Department of Thoracic Surgery, Fujian Medical University Union Hospital, Fuzhou, China.
Eur Rev Med Pharmacol Sci. 2018 Sep;22(18):5928-5937. doi: 10.26355/eurrev_201809_15922.
Previous studies have found that CD82/KAI1 is a tumor suppressor gene. However, the role of CD82/KAI1 in esophageal squamous cell carcinoma (ESCC) has not been reported. This study aims to investigate the specific role of CD82/KAI1 in ESCC, so as to further explore the relationship between CD82/KAI1 expression and clinical characteristics of ESCC.

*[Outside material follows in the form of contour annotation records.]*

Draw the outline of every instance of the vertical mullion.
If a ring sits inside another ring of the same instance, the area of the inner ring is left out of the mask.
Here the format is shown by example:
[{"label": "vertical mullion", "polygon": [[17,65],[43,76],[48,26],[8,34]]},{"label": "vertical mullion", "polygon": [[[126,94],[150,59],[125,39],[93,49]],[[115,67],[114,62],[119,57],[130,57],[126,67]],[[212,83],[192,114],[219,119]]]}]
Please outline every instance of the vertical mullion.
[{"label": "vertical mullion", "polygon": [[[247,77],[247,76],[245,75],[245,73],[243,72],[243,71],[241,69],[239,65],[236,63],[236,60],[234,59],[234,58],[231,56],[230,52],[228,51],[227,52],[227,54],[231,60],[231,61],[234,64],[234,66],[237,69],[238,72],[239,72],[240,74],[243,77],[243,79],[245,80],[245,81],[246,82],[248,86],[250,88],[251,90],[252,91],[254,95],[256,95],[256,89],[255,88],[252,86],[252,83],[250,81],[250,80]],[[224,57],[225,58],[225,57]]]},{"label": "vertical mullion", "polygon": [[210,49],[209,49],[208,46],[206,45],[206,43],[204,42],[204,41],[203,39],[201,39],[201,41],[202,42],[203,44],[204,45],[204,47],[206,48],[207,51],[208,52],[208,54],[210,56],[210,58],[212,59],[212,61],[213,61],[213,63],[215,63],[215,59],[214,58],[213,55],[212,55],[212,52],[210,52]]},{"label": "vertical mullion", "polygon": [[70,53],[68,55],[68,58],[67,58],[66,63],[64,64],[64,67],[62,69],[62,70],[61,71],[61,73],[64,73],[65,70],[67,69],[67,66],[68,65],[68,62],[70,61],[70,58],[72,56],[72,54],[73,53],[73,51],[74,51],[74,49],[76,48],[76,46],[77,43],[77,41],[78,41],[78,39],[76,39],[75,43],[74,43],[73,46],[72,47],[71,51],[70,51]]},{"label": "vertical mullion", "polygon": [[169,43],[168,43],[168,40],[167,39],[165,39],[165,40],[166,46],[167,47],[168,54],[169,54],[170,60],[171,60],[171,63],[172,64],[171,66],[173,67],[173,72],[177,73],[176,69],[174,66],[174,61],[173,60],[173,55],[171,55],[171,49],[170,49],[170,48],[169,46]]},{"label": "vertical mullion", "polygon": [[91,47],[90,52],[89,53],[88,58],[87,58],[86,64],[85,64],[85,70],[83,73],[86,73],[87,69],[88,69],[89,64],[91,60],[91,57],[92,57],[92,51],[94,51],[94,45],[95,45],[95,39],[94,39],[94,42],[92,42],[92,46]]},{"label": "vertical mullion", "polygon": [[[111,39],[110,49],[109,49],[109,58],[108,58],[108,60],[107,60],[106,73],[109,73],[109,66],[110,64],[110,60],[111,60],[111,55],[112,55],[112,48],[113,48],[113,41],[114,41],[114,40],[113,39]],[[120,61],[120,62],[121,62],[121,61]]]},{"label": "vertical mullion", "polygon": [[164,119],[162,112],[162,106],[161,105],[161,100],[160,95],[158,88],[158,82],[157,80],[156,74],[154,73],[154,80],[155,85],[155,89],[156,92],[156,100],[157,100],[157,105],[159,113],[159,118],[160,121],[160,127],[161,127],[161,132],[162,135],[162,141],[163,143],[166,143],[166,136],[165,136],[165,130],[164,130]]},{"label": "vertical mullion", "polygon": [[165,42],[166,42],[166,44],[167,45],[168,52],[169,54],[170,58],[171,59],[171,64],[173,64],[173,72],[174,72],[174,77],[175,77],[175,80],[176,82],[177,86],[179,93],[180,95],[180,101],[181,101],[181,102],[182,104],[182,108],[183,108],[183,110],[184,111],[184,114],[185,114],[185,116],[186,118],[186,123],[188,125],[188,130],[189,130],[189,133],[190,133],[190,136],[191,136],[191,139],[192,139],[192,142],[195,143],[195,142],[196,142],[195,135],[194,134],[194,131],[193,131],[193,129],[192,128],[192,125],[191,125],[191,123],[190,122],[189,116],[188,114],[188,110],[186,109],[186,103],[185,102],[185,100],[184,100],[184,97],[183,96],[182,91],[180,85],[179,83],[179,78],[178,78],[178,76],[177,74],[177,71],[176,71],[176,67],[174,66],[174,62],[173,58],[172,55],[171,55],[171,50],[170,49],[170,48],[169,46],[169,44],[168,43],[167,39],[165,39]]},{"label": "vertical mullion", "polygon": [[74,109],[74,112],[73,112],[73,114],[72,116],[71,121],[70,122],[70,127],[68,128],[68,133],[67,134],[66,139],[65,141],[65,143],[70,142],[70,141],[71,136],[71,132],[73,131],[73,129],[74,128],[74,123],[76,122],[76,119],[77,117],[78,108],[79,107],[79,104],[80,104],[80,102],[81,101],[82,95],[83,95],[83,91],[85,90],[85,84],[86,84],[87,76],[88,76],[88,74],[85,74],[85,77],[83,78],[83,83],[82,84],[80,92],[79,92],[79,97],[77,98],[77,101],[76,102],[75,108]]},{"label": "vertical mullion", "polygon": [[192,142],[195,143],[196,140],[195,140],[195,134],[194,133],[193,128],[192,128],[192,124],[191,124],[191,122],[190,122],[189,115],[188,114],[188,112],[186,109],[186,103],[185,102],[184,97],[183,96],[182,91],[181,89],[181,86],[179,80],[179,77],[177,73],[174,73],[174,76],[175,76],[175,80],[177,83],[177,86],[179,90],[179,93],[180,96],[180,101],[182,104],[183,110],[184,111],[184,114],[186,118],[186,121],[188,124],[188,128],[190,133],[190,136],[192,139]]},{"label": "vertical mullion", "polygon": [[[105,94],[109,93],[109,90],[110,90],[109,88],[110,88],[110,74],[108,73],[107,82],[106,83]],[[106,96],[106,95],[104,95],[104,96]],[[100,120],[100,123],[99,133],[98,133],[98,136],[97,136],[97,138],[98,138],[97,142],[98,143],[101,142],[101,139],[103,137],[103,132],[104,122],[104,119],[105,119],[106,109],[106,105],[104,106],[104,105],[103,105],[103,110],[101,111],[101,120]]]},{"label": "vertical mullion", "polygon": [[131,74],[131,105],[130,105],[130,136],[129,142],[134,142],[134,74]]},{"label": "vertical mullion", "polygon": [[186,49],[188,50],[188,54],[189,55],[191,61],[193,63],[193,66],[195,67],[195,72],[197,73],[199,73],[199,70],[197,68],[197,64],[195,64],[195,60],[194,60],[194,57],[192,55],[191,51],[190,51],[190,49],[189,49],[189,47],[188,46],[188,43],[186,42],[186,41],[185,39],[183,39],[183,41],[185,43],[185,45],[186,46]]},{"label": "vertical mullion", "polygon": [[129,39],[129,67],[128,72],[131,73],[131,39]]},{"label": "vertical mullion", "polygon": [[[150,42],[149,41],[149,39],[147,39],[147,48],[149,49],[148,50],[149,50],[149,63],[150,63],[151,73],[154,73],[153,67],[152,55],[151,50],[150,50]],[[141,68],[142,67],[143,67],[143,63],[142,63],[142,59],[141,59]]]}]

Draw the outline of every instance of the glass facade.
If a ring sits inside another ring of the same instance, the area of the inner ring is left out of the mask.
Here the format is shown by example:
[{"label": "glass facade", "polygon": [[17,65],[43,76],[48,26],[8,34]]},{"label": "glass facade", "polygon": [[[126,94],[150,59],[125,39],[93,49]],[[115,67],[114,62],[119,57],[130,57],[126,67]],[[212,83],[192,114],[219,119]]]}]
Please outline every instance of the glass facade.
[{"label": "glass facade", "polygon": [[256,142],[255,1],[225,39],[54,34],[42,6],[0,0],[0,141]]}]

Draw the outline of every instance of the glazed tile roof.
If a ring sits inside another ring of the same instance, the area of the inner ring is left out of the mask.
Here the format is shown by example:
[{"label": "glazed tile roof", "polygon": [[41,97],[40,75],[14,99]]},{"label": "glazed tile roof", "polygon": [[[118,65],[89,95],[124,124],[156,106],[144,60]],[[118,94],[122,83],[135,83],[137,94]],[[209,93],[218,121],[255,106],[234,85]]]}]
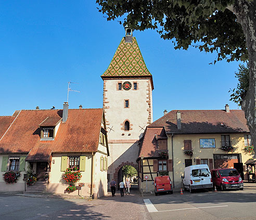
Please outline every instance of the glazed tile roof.
[{"label": "glazed tile roof", "polygon": [[29,153],[27,160],[47,160],[53,152],[97,151],[103,109],[69,109],[54,140],[40,140],[39,125],[47,117],[59,121],[62,110],[21,110],[0,141],[0,153]]},{"label": "glazed tile roof", "polygon": [[143,154],[145,158],[158,157],[158,148],[157,139],[167,138],[164,129],[162,127],[147,127],[144,134],[143,138],[140,140],[140,147],[138,157]]},{"label": "glazed tile roof", "polygon": [[[245,113],[241,110],[179,110],[181,127],[177,128],[177,110],[172,110],[156,120],[149,127],[164,126],[167,133],[249,133]],[[221,124],[223,123],[223,125]]]},{"label": "glazed tile roof", "polygon": [[132,43],[125,43],[123,37],[108,68],[101,75],[105,76],[148,76],[147,69],[135,37]]}]

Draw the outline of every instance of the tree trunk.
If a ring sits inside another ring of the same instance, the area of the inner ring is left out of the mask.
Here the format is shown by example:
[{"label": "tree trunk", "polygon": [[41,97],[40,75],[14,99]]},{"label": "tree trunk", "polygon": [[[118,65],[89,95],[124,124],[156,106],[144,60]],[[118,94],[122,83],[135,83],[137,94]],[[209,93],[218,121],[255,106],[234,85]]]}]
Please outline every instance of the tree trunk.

The expression of CD82/KAI1 in 96 pairs of ESCC tissues and adjacent normal tissues was detected by Real-time quantitative polymerase chain reaction (qRT-PCR). The relationship between CD82/KAI1 expression and the pathological indicators of ESCC patients was analyzed by Kaplan-Meier method. QRT-PCR further validated the expression level of CD82/KAI1 in ESCC cells. In addition, the CD82/KAI1 knockdown expression model was constructed using small interfering RNA in ESCC cell lines TE-1 and EC-109 cells. Cell counting kit-8 (CCK-8) and transwell assay were performed to detect cell viability, invasion and migration. Finally, the potential mechanism of CD82/KAI1 in regulating ESCC was explored using Western blot.
QRT-PCR results showed that the expression level of CD82/KAI1 in ESCC was significantly lower than that of normal tissues, and the difference was statistically significant. Higher rates of lymph node metastasis and distant metastasis, as well as shorter overall survival were observed in ESCC patients with lower expression of CD82/KAI1 compared with those with higher expression. CD82/KAI1 overexpression decreased cell proliferation, invasion and metastasis in ESCC cells. Western blot results showed that the expressions of TGF-β1, Smad2/3, MMP-2 and MMP-9 were regulated by CD82/KAI1. In addition, rescue experiments demonstrated an interaction between CD82/KAI1 and TGF-β1, indicating that CD82/KAI1 inhibits the malignant progression of ESCC via regulating TGF-β1.
Lowly expressed CD82/KAI1 in ESCC was significantly associated with the pathological stage, distant metastasis and poor prognosis of ESCC patients. CD82/KAI1 may inhibit the malignant progression of ESCC by interacting with TGF-β1.
先前的研究发现 CD82/KAI1 是一种肿瘤抑制基因。然而,CD82/KAI1 在食管鳞状细胞癌(ESCC)中的作用尚未得到报道。本研究旨在探讨 CD82/KAI1 在 ESCC 中的具体作用,从而进一步探讨 CD82/KAI1 表达与 ESCC 临床特征之间的关系。
通过实时定量聚合酶链反应(qRT-PCR)检测 96 对 ESCC 组织和相邻正常组织中 CD82/KAI1 的表达。采用 Kaplan-Meier 法分析 CD82/KAI1 表达与 ESCC 患者病理指标的关系。qRT-PCR 进一步验证了 ESCC 细胞中 CD82/KAI1 的表达水平。此外,采用小干扰 RNA 在 ESCC 细胞系 TE-1 和 EC-109 细胞中构建 CD82/KAI1 敲低表达模型。采用细胞计数试剂盒-8(CCK-8)和 Transwell 实验检测细胞活力、侵袭和迁移。最后,采用 Western blot 探讨 CD82/KAI1 调节 ESCC 的潜在机制。
qRT-PCR 结果显示,ESCC 中 CD82/KAI1 的表达水平明显低于正常组织,差异具有统计学意义。与 CD82/KAI1 高表达的 ESCC 患者相比,CD82/KAI1 低表达的 ESCC 患者淋巴结转移和远处转移率更高,总生存期更短。CD82/KAI1 过表达可降低 ESCC 细胞的增殖、侵袭和转移。Western blot 结果显示,TGF-β1、Smad2/3、MMP-2 和 MMP-9 的表达受 CD82/KAI1 调节。此外,挽救实验表明 CD82/KAI1 与 TGF-β1 之间存在相互作用,表明 CD82/KAI1 通过调节 TGF-β1 抑制 ESCC 的恶性进展。
ESCC 中 CD82/KAI1 的低表达与 ESCC 患者的病理分期、远处转移和不良预后显著相关。CD82/KAI1 可能通过与 TGF-β1 相互作用抑制 ESCC 的恶性进展。